Comment by GeoSoft

16 days ago

I've been building a landing page for Glance (https://glance-fi.app/) to figure out whether anyone actually wants this before I go deep on it.

It's a finance app (I know — another one, stay with me here) that skips budgeting entirely, instead tracking spending and trends.

It learns your spending patterns and flags anomalies — DoorDash doubled, weekly spending is above normal, a subscription you forgot about is still charging you, etc.

I've noticed a lot of coworkers and friends who earn a good living and don't have a desire to account for every penny. They know they should save, they put money in retirement accounts, and they don't want the complexity of a Monarch, Copilot, YNAB etc — they just want to have a handle on their spending.

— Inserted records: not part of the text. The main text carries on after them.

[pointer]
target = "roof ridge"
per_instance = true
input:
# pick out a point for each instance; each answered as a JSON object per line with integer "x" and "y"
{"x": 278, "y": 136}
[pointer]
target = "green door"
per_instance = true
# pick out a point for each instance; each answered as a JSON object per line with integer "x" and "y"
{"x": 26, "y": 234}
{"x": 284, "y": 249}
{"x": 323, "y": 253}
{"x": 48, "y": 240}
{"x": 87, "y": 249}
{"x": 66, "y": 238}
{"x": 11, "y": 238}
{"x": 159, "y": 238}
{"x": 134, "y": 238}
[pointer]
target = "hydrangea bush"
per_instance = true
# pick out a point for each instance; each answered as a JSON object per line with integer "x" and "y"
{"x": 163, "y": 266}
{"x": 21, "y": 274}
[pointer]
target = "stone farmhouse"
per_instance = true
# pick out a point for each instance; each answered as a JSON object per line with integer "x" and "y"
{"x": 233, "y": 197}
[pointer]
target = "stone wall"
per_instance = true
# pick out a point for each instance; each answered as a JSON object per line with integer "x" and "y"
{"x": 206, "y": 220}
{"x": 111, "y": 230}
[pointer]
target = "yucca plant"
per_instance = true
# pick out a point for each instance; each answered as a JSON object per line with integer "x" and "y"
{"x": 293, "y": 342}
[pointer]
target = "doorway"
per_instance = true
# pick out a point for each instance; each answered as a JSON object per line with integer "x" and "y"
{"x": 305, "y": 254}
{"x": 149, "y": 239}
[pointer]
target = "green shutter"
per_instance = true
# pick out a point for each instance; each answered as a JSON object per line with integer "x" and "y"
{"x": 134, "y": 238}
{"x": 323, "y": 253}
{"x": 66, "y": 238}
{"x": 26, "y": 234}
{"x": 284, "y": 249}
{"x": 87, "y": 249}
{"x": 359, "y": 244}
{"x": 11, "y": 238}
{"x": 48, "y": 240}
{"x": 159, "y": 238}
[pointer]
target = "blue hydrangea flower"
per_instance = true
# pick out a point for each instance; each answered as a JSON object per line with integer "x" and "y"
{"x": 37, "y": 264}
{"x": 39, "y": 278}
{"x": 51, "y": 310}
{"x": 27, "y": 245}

I’m as interested in product feedback as website feedback tbh, given this crowd I figure I can get some good tips. Either way, would appreciate a look at the site.

I like that idea in concept - I’ve often felt similarly about budgeting apps. Many of them feel targeted either at low income / high debt people (who need strict control to manage their way out), or at people who have a strong interest in optimising their finances.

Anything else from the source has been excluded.